In order to bring the affected cloud servers back online, the volume required a file system check which was estimated to take upwards of 50 hours to complete.
In an attempt to restore client services as soon as possible, the affected volume was mounted in Read Only Mode and Afrihost continued to migrate affected cloud servers off the affected volume.
Early Thursday evening, the storage vendors found a work around to bringing up the file system in Read/Write mode without doing a file system check.
The work around was applied and all cloud servers were brought back online. Afrihost engineers checked all affected cloud servers to make sure all services were restored.
Friday 24 January
At approximately 01h30 the affected cloud environment was believed to be stable as all reports indicated disk performance had normalised.
The call remained open with the storage vendor in anticipation of a permanent resolution.

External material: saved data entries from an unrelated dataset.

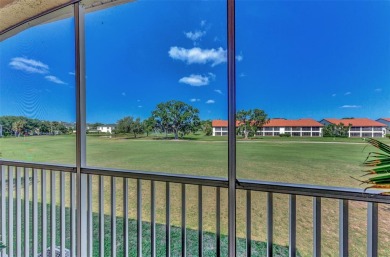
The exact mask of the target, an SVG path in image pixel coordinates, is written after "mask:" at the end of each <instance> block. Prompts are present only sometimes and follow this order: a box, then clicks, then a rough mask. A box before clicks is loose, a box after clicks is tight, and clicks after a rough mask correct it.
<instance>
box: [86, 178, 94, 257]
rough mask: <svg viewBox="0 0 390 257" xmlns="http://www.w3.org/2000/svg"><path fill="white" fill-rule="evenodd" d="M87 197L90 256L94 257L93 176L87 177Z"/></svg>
mask: <svg viewBox="0 0 390 257" xmlns="http://www.w3.org/2000/svg"><path fill="white" fill-rule="evenodd" d="M87 187H88V190H87V197H88V201H87V202H88V211H87V212H88V239H87V242H88V249H87V251H88V256H89V257H92V255H93V245H92V243H93V234H92V232H93V231H92V230H93V223H92V175H88V177H87Z"/></svg>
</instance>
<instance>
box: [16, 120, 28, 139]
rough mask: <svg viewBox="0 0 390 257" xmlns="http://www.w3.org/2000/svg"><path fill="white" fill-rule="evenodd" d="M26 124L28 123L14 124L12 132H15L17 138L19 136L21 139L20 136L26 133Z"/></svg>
mask: <svg viewBox="0 0 390 257" xmlns="http://www.w3.org/2000/svg"><path fill="white" fill-rule="evenodd" d="M26 123H27V122H26V121H25V120H17V121H15V122H14V123H12V130H13V131H14V133H15V136H16V135H17V136H18V137H19V136H20V134H22V133H23V132H24V130H25V127H26Z"/></svg>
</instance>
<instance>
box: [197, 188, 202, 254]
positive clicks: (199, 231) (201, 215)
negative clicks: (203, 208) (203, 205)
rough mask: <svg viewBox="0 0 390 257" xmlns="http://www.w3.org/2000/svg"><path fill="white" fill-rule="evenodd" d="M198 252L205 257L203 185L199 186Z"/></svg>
mask: <svg viewBox="0 0 390 257" xmlns="http://www.w3.org/2000/svg"><path fill="white" fill-rule="evenodd" d="M198 241H199V243H198V253H199V257H203V187H202V186H198Z"/></svg>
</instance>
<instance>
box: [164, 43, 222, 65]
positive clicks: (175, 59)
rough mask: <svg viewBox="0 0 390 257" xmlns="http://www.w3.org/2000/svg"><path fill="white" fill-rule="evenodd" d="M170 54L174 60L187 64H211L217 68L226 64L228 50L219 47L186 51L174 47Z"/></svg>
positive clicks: (197, 47) (188, 49) (178, 48)
mask: <svg viewBox="0 0 390 257" xmlns="http://www.w3.org/2000/svg"><path fill="white" fill-rule="evenodd" d="M168 53H169V56H170V57H171V58H172V59H175V60H180V61H183V62H186V63H187V64H192V63H199V64H205V63H208V62H211V66H216V65H218V64H221V63H223V62H226V50H224V49H223V48H222V47H219V48H218V49H214V48H212V49H201V48H199V47H194V48H191V49H186V48H182V47H177V46H173V47H171V49H170V50H169V52H168Z"/></svg>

Although all services were restored, the affected storage performance decreased through most of the day.
Additional storage capacity was introduced to the cloud environment to spread and balance the workload.
At approximately 14h30, Storage performance on the affected Volume had degraded severely.
After thoroughly assessing all avenues, all affected cloud servers were gracefully shut down to complete the remaining migrations to unaffected Volumes as fast as possible.
Saturday 25 January
Our engineers had been monitoring the cloud migrations through the night and resumed all services Saturday morning.
Afrihost engineers continued to migrate all cloud servers off the affected volumes to prevent further outages and the affected volumes are being closely monitored for reduced performance.
Affected cloud servers were migrated to unaffected storage volumes. Additional capacity was introduced to the affected cloud environment. Root cause:
The vendor’s diagnosis indicate the root cause to be poor performing disks.